Les grands médias comme la télévision s'adressent à un public volatil. Le téléspectateur peut changer de chaîne selon ses goûts, son humeur, sa motivation. Il faut donc le séduire en permanence, lui parler de ce qui le concerne directement. La télévision fait appel à l'émotion, à l'éphémère, au spectaculaire. Or l'écran c'est l'oubli et l'écrit la mémoire. La complémentarité entre écran et écrit doit être respectée.

Face à de telles exigences, la télévision traite souvent l'information de manière immédiate, ponctuelle et unidirectionnelle. Or l'écologie implique une réflexion sur le long terme, une pédagogie de base pour mieux comprendre les grands problèmes.

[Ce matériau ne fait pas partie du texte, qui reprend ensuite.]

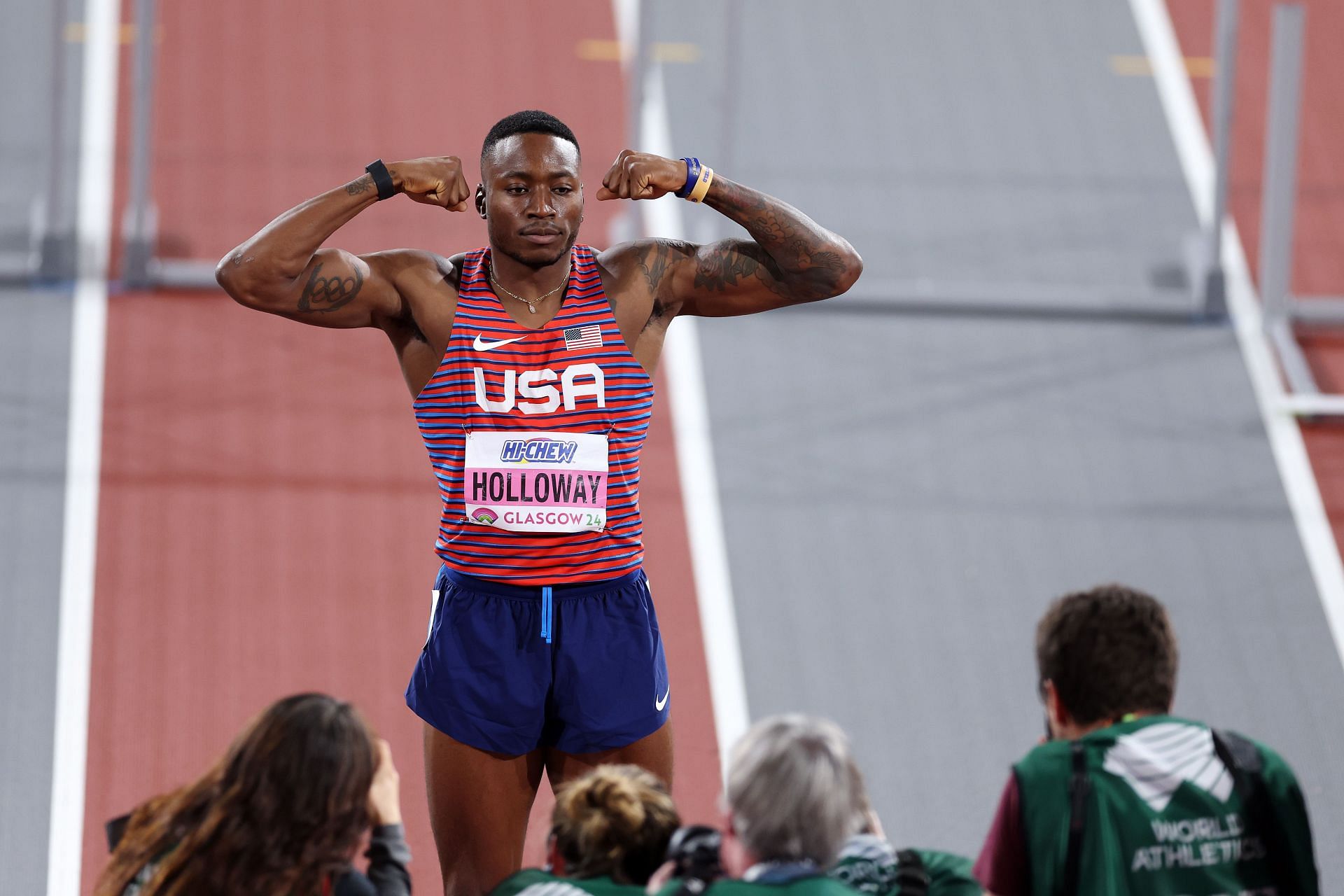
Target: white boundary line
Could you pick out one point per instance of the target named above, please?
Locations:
(84, 447)
(695, 461)
(1285, 437)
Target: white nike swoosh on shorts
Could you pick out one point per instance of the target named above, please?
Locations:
(482, 346)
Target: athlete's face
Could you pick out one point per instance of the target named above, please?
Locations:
(531, 198)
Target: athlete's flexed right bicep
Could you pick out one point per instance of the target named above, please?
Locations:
(281, 269)
(335, 289)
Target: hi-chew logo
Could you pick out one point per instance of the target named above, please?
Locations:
(539, 450)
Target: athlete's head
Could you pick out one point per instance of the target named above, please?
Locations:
(280, 812)
(793, 793)
(530, 194)
(615, 821)
(1105, 653)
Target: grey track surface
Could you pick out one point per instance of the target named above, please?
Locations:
(34, 388)
(904, 493)
(39, 141)
(38, 147)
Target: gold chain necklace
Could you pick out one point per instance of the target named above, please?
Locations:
(531, 302)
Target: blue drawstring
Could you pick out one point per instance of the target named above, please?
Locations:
(546, 613)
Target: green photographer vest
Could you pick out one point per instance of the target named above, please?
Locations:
(1161, 813)
(534, 881)
(873, 867)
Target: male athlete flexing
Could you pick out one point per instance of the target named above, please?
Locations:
(531, 365)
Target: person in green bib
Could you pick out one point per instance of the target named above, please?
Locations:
(609, 833)
(1126, 798)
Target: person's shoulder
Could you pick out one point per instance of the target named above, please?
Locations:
(949, 874)
(809, 886)
(1275, 769)
(539, 883)
(1050, 757)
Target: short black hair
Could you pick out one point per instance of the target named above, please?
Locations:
(1109, 652)
(530, 121)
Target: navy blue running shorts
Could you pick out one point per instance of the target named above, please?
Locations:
(512, 668)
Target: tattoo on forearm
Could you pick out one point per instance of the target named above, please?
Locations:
(328, 293)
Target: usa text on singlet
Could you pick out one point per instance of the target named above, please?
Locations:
(536, 437)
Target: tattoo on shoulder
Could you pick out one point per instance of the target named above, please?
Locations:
(724, 265)
(657, 257)
(328, 293)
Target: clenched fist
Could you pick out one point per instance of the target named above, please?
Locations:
(640, 175)
(435, 182)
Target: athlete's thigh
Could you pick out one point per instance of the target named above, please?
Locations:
(479, 804)
(652, 752)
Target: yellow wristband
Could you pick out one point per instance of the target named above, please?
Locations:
(702, 186)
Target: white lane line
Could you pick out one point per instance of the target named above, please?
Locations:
(84, 448)
(1285, 437)
(695, 460)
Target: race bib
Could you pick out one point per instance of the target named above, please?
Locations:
(536, 481)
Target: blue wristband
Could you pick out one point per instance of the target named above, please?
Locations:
(692, 174)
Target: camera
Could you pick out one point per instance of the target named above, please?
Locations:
(695, 852)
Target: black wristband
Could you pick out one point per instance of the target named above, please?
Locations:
(384, 181)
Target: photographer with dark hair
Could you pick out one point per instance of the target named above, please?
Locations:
(283, 812)
(609, 833)
(1126, 798)
(870, 864)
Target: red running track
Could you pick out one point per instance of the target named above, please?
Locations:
(268, 512)
(1319, 251)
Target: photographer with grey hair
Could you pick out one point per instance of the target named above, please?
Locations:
(793, 797)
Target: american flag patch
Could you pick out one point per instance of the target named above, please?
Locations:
(582, 337)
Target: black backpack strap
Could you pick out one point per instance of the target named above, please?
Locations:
(1079, 788)
(911, 876)
(1247, 770)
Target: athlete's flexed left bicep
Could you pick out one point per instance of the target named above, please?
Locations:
(790, 258)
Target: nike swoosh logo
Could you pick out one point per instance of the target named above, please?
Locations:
(482, 346)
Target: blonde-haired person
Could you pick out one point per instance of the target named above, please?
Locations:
(609, 833)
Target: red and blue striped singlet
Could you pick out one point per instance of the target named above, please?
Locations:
(515, 422)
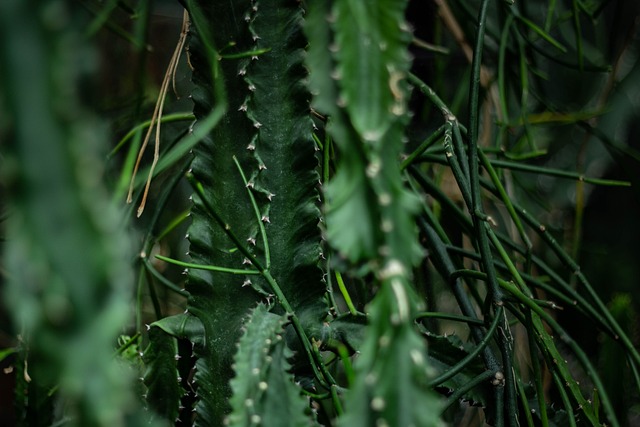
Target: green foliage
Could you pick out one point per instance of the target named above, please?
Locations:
(366, 244)
(263, 388)
(65, 255)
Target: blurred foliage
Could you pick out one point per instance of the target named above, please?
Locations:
(409, 285)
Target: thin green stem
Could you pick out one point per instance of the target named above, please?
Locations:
(163, 280)
(485, 376)
(219, 269)
(455, 369)
(435, 136)
(345, 295)
(256, 210)
(449, 316)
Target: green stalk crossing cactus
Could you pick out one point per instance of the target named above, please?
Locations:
(256, 204)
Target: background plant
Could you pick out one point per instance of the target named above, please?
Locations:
(351, 208)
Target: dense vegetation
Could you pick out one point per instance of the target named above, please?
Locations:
(385, 206)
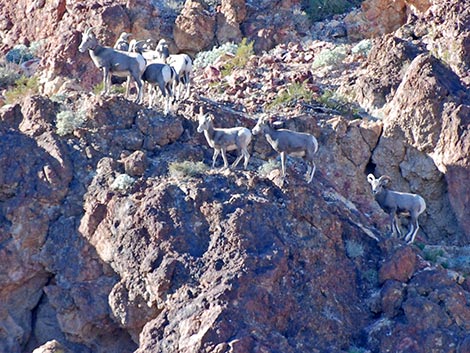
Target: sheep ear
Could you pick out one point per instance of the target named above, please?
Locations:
(385, 180)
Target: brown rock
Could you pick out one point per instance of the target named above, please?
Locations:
(51, 347)
(400, 266)
(392, 295)
(232, 13)
(377, 17)
(136, 164)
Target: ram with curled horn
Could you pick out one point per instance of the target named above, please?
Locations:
(114, 63)
(397, 203)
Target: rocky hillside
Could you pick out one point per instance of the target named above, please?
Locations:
(116, 236)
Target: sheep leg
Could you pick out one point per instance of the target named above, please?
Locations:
(214, 157)
(139, 85)
(187, 84)
(240, 156)
(283, 163)
(394, 224)
(151, 93)
(106, 80)
(247, 157)
(312, 172)
(224, 156)
(410, 237)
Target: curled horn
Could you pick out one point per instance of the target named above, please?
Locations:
(385, 179)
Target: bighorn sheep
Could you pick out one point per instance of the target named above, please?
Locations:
(183, 65)
(114, 62)
(397, 203)
(223, 140)
(122, 43)
(287, 142)
(162, 50)
(163, 76)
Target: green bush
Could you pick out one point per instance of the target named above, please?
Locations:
(68, 121)
(123, 183)
(363, 47)
(242, 55)
(23, 86)
(20, 53)
(207, 58)
(266, 168)
(354, 249)
(330, 57)
(113, 89)
(186, 169)
(295, 92)
(8, 76)
(318, 10)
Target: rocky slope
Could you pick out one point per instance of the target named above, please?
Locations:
(105, 248)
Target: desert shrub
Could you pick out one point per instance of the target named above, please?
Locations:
(330, 57)
(266, 168)
(186, 169)
(113, 89)
(68, 121)
(318, 10)
(295, 92)
(123, 183)
(207, 58)
(363, 47)
(354, 249)
(23, 86)
(8, 76)
(21, 53)
(242, 55)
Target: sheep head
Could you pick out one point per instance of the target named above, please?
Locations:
(88, 40)
(379, 184)
(205, 121)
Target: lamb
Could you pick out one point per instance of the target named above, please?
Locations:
(162, 50)
(114, 62)
(163, 76)
(122, 43)
(397, 203)
(287, 142)
(183, 65)
(223, 140)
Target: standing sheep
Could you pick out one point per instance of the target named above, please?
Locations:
(397, 203)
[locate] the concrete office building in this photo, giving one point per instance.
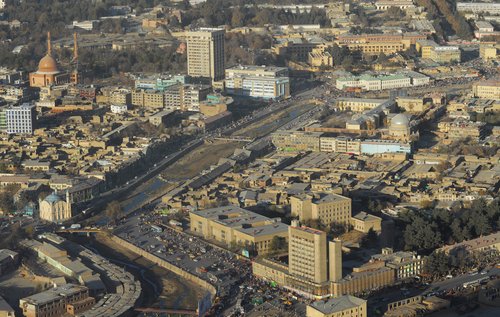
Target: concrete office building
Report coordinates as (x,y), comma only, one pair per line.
(307,254)
(296,140)
(405,264)
(488,89)
(327,208)
(479,7)
(266,82)
(5,309)
(205,53)
(343,306)
(232,224)
(19,119)
(55,302)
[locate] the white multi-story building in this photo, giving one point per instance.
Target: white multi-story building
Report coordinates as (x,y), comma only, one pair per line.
(479,7)
(19,119)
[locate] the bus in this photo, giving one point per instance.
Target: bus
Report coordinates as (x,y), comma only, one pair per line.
(476,282)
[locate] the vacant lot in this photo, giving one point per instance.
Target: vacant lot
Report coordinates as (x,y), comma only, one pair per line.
(169,290)
(199,159)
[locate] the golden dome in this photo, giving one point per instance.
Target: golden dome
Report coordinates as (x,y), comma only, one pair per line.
(48,65)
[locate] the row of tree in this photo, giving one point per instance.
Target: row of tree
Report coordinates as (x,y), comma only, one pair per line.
(424,232)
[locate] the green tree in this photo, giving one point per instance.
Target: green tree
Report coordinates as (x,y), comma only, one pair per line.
(421,235)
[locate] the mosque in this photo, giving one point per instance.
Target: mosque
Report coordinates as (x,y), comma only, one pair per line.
(48,73)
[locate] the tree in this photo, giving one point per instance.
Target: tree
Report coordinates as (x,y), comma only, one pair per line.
(422,236)
(395,13)
(114,211)
(437,264)
(238,18)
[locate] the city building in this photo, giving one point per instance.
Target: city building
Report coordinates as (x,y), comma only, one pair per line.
(405,264)
(484,243)
(363,222)
(343,306)
(307,254)
(148,98)
(328,208)
(320,57)
(382,82)
(256,71)
(488,51)
(375,146)
(18,119)
(205,53)
(215,104)
(5,309)
(48,73)
(358,104)
(369,276)
(264,82)
(488,89)
(399,127)
(296,140)
(56,301)
(377,48)
(235,225)
(54,209)
(386,4)
(439,54)
(185,97)
(479,7)
(8,260)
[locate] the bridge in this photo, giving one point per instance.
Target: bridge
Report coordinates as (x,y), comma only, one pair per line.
(234,138)
(177,312)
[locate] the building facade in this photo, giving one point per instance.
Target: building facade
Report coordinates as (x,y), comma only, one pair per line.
(307,254)
(18,119)
(205,53)
(327,208)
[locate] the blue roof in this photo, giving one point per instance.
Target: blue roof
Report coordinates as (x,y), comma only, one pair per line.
(53,198)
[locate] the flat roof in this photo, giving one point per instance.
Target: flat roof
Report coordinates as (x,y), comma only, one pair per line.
(338,304)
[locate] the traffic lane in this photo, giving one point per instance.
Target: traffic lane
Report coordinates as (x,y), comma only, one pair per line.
(459,280)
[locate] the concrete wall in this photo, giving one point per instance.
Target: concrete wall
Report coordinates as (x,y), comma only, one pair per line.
(166,265)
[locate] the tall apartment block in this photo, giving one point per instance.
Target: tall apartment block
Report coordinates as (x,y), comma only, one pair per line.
(327,208)
(205,48)
(18,119)
(307,254)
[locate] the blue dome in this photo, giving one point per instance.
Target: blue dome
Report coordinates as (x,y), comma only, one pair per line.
(52,198)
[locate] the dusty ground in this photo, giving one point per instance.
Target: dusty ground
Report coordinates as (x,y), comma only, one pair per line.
(174,291)
(265,126)
(199,159)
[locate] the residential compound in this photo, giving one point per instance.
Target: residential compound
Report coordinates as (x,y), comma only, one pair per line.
(18,119)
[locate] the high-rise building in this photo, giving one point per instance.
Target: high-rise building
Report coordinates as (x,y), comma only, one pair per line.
(205,49)
(18,119)
(307,254)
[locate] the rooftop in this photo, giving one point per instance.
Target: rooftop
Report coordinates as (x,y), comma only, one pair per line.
(339,304)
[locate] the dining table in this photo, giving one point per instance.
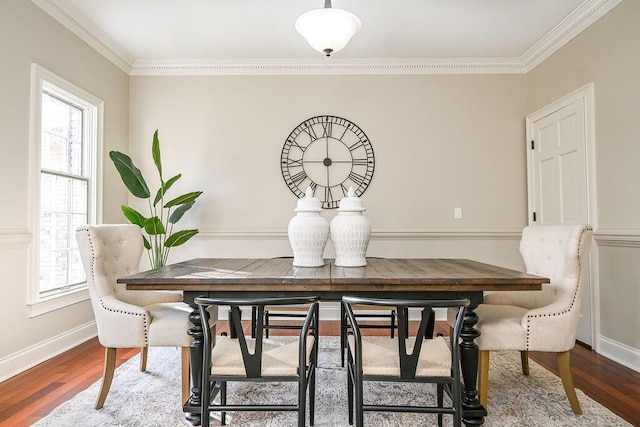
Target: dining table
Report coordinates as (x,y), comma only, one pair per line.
(404,278)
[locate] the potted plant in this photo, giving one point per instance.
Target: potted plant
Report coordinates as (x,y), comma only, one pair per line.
(159,237)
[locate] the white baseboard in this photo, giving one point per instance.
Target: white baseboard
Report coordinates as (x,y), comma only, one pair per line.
(620,353)
(29,357)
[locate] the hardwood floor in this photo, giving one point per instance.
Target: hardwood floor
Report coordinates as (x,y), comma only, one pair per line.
(31,395)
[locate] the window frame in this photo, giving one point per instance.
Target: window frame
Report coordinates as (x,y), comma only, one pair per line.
(43,80)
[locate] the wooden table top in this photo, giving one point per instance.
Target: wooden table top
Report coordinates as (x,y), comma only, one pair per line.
(380,274)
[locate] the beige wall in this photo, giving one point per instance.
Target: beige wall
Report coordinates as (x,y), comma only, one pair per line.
(439,142)
(608,55)
(28,35)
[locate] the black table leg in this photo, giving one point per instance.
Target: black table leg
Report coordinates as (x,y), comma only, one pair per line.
(473,411)
(193,405)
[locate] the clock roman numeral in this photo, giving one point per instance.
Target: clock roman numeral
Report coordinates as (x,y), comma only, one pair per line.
(362,162)
(357,145)
(311,132)
(327,129)
(292,163)
(328,195)
(299,177)
(357,178)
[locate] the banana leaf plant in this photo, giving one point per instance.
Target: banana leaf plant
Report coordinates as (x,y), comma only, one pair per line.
(158,226)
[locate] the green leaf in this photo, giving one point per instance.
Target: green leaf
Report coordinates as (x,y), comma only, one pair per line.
(185,198)
(130,174)
(164,188)
(133,216)
(179,237)
(180,210)
(154,226)
(155,152)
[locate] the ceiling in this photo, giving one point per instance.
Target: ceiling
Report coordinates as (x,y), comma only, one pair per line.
(141,34)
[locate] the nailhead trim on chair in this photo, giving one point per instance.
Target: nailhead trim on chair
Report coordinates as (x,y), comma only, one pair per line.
(93,272)
(574,294)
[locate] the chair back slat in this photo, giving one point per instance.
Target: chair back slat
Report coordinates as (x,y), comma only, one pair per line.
(409,361)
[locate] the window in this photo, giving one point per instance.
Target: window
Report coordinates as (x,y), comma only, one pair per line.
(65,146)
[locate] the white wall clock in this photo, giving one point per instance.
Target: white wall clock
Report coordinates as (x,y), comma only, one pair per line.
(330,154)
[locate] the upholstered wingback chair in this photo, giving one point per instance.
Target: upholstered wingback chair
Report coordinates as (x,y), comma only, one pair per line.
(544,320)
(129,319)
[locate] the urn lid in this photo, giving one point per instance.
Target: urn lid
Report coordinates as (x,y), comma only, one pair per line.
(351,203)
(308,203)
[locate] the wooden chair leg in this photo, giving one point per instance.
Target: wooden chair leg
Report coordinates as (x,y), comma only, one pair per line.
(186,390)
(564,366)
(483,377)
(144,351)
(524,358)
(107,375)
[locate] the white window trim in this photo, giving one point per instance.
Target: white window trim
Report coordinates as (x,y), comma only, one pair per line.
(42,78)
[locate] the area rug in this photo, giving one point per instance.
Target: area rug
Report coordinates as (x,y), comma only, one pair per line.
(152,398)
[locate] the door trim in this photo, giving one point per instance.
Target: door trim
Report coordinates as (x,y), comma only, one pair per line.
(586,94)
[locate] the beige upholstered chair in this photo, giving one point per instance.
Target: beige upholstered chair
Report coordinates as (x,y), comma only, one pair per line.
(129,319)
(544,320)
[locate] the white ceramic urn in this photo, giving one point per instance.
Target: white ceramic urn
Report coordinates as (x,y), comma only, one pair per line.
(308,232)
(350,232)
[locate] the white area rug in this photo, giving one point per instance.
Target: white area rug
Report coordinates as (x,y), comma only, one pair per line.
(152,398)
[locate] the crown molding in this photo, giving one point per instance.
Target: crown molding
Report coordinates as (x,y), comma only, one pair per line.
(365,66)
(589,12)
(579,20)
(88,33)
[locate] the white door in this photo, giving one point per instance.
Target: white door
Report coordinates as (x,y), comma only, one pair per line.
(558,177)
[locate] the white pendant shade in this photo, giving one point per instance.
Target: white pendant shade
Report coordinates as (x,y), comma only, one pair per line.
(328,30)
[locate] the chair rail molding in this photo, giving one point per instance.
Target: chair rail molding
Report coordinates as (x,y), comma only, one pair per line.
(15,237)
(620,353)
(618,237)
(231,233)
(31,356)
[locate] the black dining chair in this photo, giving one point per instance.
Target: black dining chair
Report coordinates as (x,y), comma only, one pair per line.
(245,359)
(418,358)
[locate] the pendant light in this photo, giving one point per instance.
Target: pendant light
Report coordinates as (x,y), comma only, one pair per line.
(328,30)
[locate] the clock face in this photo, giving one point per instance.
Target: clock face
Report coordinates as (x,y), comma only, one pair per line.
(329,154)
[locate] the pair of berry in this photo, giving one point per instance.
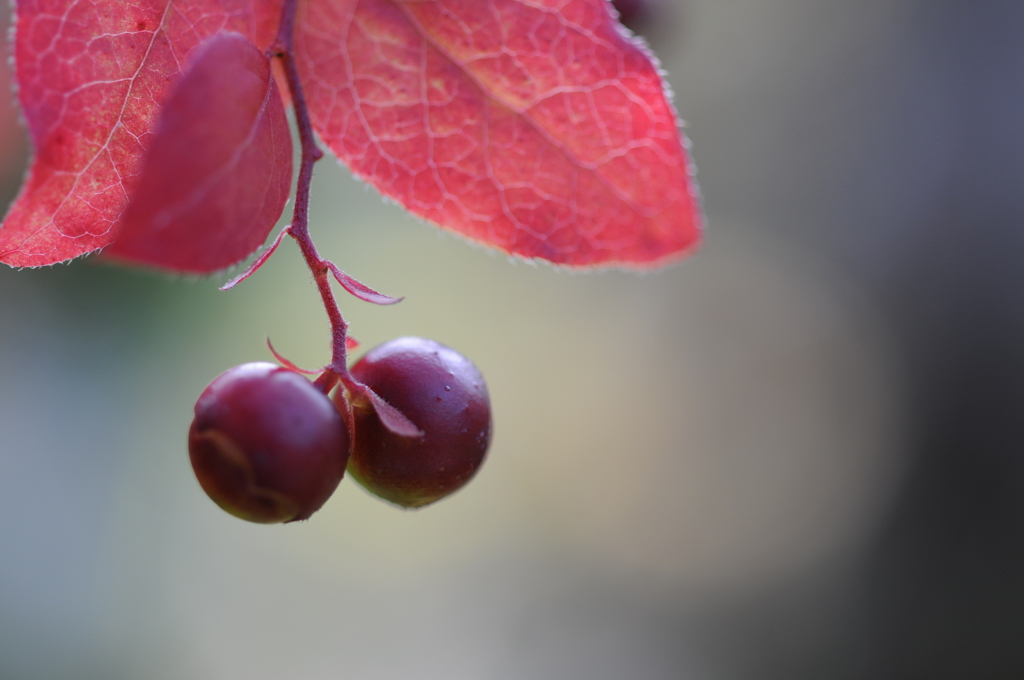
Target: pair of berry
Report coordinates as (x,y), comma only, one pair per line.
(268,445)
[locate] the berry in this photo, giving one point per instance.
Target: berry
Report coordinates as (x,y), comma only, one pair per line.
(266,444)
(444,395)
(633,13)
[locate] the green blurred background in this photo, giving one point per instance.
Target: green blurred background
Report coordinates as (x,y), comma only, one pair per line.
(797,455)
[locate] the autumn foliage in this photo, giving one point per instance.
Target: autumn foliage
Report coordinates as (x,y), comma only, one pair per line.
(537,127)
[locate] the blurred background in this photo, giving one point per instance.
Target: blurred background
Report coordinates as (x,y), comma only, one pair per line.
(798,455)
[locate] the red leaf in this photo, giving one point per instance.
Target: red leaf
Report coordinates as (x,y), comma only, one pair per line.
(536,127)
(360,290)
(218,170)
(92,76)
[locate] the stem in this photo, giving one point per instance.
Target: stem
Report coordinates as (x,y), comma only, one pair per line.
(284,48)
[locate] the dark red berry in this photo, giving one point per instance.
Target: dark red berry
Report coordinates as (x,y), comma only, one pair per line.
(633,13)
(444,395)
(266,444)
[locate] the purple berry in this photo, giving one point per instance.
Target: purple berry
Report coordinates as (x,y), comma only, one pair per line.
(444,395)
(266,444)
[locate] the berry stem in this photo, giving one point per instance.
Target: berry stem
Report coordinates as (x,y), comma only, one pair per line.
(284,49)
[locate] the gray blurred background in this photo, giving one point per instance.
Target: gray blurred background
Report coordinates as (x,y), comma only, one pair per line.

Certes, la découverte de lieux difficilement accessibles, de documentaires sur la planète, l'exploration de mondes disparus grâce à l'image de synthèse, la vision de la richesse et de la variété des espèces vivantes sont à porter au crédit d'excellentes émissions de télévision sur l'environnement. Mais il manque souvent la relation au passé, à l'avenir, le commentaire de synthèse qui resitue le sujet dans un ensemble plus vaste.

Dans une émission de télévision sur l'écologie on ne peut qu'utiliser une approche textuelle transposée : partir d'un discours linéaire et l'illustrer par des séquences filmées. Cette approche éducative est largement mise en oeuvre.

Le défi consiste plutôt à créer un climat, un cadre grâce auquel la globalité du sujet est présentée (par l'intermédiaire de maquettes, d'objets, d'une mise en scène, d'un débat), ce qui permet ensuite de revenir sur les éléments essentiels à la compréhension détaillée.

La présentation de thèmes écologiques par l'intermédiaire d'émissions de télévision doit donc rechercher une approche d'ensemble qui a largement fait ses preuves, notamment sur les chaînes anglo-saxonnes dont la qualité des émissions scientifiques et techniques est reconnue. Le choix des sujets, la liaison avec les gestes pratiques de la vie quotidienne, intéressent et motivent le téléspectateur ou l'auditeur. Même des grands sujets d'écologie globale peuvent être abordés dans ce contexte si l'on parvient à faire ressortir les enjeux et les défis pour l'avenir de la planète et de l'humanité.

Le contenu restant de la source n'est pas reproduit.